What Does It Mean When the Bid and Ask Are Close Together?

When the bid and ask prices are very close, this typically means that there is ample liquidity in the security. In this scenario, the security is said to have a “narrow” bid-ask spread. This situation can be helpful for investors because it makes it easier to enter or exit their positions, particularly in the case of large positions.

On the other hand, securities with a “wide” bid-ask spread (where the bid and ask prices are far apart) can be time-consuming and expensive to trade.

How Are the Bid and Ask Prices Determined?

Bid and ask prices are set by the market. In particular, they are set by the buying and selling decisions of the people and institutions investing in that security. If demand outstrips supply, then the bid and ask prices will gradually shift upwards.

Conversely, if supply outstrips demand, bid and ask prices will drift downwards. The spread between the bid and ask prices is determined by the overall level of trading activity in the security, with higher activity leading to narrow bid-ask spreads and lower activity creating wide spreads.

The Bottom Line

Most quotes in securities markets are two-sided, meaning they come with both a bid and an ask. The bid is the highest price at which someone is willing to buy the security, the ask or offer is the lowest price at which someone is willing to sell it.

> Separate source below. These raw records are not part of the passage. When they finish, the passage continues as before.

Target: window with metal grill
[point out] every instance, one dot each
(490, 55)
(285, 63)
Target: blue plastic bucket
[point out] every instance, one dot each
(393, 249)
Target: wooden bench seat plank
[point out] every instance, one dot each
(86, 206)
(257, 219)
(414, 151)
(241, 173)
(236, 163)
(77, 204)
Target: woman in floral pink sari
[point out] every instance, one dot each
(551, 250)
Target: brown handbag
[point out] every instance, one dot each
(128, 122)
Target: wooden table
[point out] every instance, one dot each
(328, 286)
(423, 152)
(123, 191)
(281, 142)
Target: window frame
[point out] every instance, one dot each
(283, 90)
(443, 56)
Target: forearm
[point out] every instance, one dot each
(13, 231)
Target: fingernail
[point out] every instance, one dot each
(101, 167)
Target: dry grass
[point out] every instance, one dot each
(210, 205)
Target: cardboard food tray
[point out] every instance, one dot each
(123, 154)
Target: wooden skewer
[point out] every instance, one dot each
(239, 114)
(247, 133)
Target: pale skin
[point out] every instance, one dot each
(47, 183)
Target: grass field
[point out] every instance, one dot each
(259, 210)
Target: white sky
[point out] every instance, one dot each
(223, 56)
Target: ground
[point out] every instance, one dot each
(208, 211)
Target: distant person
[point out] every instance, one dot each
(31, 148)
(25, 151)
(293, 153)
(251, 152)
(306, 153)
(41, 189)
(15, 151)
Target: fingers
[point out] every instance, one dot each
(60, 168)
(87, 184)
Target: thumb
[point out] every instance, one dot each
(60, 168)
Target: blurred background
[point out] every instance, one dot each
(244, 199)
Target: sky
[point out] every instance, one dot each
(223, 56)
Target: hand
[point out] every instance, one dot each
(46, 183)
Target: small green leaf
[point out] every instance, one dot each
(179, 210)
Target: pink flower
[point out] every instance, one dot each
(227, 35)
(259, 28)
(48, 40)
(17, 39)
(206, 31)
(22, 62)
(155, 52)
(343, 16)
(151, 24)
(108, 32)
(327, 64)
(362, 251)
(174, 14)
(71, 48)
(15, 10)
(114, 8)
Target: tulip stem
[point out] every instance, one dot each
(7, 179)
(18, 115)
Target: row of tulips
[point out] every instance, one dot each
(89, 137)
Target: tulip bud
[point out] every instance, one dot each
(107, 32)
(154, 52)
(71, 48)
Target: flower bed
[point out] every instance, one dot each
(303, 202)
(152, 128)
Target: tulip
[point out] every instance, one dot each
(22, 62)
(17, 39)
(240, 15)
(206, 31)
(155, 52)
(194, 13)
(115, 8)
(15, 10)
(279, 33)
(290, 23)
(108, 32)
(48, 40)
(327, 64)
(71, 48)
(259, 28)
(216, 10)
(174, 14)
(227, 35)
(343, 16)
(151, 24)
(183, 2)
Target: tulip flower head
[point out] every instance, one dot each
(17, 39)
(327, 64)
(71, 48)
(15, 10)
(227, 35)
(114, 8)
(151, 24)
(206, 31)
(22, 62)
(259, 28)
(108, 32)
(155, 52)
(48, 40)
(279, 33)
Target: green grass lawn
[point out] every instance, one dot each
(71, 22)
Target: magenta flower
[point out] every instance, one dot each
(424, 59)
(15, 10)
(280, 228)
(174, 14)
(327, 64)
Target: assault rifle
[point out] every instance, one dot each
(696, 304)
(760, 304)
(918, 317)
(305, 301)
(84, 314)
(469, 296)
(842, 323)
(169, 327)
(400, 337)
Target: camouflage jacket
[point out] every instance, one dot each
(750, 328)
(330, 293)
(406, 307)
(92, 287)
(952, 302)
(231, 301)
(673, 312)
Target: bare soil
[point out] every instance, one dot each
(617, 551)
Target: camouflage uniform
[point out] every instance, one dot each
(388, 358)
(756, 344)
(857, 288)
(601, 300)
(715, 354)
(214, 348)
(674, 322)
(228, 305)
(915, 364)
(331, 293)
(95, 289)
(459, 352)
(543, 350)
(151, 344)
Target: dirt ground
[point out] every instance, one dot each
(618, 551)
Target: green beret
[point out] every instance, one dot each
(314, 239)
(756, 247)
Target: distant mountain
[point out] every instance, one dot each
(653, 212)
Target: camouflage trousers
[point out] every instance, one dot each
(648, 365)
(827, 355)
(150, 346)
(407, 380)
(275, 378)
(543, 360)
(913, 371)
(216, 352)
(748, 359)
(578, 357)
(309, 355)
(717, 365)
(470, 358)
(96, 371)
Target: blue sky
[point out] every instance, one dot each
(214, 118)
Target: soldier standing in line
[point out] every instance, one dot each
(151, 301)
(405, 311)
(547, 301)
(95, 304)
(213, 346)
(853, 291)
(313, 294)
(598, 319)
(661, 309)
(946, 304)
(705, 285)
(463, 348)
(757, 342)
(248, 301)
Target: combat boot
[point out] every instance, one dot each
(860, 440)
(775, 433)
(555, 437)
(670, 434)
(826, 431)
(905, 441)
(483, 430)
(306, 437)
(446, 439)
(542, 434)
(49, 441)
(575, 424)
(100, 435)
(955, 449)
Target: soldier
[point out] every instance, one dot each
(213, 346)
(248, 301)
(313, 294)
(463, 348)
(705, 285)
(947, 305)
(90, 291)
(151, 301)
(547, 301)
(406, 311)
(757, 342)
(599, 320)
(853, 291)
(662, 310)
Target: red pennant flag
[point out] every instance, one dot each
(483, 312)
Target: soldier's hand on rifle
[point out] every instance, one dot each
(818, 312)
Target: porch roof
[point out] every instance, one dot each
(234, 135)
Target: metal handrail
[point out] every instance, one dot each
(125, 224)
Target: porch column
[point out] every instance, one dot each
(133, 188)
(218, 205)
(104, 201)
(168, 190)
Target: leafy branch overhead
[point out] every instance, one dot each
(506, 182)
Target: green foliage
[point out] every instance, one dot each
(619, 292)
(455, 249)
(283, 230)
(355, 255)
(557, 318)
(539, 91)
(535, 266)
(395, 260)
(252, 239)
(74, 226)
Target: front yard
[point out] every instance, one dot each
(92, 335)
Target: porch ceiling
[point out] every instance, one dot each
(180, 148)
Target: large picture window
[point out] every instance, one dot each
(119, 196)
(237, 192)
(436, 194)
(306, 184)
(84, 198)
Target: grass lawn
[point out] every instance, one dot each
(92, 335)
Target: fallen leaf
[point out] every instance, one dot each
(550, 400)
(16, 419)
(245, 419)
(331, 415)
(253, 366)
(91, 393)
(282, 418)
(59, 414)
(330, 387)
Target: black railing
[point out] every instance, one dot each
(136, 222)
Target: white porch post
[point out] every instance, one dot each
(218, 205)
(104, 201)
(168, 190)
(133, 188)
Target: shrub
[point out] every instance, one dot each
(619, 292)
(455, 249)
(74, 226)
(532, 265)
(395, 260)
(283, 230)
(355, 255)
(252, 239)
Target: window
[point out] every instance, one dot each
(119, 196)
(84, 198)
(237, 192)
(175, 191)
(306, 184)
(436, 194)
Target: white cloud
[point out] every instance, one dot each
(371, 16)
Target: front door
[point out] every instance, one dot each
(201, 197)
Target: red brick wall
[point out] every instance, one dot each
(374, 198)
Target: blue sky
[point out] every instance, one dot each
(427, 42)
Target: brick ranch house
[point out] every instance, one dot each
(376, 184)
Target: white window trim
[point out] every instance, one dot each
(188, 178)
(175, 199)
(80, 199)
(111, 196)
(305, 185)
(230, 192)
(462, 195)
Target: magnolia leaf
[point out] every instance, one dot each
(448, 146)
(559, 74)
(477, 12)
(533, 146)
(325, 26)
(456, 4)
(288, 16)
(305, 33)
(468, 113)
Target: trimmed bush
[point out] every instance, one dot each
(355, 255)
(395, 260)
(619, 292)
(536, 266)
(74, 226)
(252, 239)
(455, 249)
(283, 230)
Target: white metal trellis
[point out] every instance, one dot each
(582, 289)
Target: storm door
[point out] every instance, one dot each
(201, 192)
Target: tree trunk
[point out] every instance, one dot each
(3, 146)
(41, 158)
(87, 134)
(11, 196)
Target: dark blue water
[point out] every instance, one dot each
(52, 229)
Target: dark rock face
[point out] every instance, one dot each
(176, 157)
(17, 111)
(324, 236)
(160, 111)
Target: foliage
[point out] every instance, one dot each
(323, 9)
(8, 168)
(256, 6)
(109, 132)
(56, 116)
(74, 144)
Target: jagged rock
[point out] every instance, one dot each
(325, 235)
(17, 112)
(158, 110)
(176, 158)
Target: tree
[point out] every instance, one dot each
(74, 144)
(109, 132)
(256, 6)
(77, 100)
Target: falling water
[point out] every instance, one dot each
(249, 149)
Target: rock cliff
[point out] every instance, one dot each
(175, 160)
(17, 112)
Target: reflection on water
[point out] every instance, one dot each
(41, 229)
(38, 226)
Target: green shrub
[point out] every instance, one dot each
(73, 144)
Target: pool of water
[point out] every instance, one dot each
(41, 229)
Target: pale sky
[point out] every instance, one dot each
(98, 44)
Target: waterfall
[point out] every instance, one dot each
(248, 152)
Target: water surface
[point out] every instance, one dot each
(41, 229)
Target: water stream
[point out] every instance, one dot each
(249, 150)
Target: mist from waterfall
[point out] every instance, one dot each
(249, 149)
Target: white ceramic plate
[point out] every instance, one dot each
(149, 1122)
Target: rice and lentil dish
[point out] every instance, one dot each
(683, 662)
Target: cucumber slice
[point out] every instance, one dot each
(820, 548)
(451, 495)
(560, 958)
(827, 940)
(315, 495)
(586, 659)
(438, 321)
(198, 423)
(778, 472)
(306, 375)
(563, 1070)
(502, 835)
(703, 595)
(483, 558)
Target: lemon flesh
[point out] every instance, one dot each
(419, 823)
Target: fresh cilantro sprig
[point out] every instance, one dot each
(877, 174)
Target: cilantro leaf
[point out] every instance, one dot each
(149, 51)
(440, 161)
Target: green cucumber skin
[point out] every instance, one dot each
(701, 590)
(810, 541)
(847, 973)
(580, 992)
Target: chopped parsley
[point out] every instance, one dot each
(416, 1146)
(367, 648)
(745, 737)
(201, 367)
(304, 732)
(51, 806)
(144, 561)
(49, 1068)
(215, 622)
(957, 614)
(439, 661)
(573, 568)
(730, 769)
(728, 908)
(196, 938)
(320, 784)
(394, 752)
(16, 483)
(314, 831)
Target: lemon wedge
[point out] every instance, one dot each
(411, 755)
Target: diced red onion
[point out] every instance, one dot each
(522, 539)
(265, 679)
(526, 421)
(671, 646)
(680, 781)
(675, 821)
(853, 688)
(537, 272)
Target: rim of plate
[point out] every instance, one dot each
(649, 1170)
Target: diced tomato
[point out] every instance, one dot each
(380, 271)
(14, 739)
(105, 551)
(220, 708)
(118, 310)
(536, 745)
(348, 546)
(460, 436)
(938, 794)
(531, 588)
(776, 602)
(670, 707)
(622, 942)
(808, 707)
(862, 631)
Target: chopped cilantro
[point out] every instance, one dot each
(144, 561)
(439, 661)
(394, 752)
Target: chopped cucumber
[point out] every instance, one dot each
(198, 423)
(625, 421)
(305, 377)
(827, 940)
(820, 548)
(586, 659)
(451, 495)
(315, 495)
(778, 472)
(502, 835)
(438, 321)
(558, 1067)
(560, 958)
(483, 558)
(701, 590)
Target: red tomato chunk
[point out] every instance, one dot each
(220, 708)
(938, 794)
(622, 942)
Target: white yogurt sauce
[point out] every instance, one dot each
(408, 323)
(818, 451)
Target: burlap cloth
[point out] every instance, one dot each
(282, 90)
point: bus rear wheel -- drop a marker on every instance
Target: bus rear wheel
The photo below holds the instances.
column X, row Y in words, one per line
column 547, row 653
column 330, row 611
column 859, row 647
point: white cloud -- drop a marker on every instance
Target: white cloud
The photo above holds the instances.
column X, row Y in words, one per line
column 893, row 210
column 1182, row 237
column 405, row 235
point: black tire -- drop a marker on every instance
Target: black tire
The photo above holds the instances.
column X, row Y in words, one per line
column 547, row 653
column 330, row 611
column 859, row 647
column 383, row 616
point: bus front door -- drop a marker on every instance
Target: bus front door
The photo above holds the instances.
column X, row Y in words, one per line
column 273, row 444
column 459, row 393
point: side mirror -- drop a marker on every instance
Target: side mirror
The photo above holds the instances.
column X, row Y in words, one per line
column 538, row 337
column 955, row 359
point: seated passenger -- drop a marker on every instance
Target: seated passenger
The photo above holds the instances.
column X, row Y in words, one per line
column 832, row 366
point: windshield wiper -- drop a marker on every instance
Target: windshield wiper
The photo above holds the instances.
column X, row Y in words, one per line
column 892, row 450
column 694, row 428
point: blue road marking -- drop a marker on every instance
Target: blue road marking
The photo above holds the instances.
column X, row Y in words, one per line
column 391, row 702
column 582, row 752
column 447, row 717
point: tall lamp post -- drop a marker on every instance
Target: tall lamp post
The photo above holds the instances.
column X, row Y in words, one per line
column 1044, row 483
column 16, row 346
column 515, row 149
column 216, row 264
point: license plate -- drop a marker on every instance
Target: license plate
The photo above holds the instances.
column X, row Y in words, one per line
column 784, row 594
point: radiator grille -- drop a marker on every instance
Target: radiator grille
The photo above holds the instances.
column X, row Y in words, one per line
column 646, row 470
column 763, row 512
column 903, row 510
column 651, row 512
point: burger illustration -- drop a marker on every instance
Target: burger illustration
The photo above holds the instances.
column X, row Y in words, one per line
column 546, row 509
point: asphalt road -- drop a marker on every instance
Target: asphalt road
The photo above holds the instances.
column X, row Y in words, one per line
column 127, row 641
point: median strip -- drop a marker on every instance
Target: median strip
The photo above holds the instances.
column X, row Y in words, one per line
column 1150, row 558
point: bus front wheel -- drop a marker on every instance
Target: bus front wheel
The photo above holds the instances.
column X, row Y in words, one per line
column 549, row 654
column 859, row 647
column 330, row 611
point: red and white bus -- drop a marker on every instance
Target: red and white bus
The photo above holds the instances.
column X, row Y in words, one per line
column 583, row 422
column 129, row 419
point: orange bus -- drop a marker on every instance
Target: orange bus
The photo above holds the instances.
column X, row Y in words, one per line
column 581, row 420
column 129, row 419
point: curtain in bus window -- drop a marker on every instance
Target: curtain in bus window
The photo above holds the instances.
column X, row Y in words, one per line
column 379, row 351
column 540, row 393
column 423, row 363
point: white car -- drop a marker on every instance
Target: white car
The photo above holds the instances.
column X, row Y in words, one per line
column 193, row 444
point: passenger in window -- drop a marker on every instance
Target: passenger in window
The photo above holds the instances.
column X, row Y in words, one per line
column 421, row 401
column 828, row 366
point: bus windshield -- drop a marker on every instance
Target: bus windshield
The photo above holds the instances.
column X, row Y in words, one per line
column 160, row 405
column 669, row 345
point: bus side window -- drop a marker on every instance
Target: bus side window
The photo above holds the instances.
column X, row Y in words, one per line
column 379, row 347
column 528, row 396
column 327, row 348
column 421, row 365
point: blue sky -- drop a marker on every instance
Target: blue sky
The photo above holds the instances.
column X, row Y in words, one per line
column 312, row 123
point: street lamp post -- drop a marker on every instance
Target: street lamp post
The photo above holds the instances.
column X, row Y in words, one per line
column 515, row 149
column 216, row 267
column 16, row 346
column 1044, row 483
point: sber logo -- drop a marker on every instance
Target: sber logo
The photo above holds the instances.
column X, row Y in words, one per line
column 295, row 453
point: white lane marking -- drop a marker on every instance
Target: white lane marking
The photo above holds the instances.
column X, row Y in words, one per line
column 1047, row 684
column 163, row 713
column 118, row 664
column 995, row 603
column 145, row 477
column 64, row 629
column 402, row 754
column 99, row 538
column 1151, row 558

Together, the bid and ask make up the price quote, with the distance between the bid-ask spread is an indicator of a security's liquidity (the tighter the spread, the more liquid). Quotes will often also show the number available at both the current best bid and ask prices. Most retail traders and investors must sell on the bid or buy on the offer, while market makers set the bid and offer prices where they are willing to buy and sell.

Bid and Ask Definition, How Prices Are Determined, and Example (2024)
Top Articles
Latest Posts
Article information

Author: Zonia Mosciski DO

Last Updated:

Views: 6141

Rating: 4 / 5 (51 voted)

Reviews: 90% of readers found this page helpful

Author information

Name: Zonia Mosciski DO

Birthday: 1996-05-16

Address: Suite 228 919 Deana Ford, Lake Meridithberg, NE 60017-4257

Phone: +2613987384138

Job: Chief Retail Officer

Hobby: Tai chi, Dowsing, Poi, Letterboxing, Watching movies, Video gaming, Singing

Introduction: My name is Zonia Mosciski DO, I am a enchanting, joyous, lovely, successful, hilarious, tender, outstanding person who loves writing and wants to share my knowledge and understanding with you.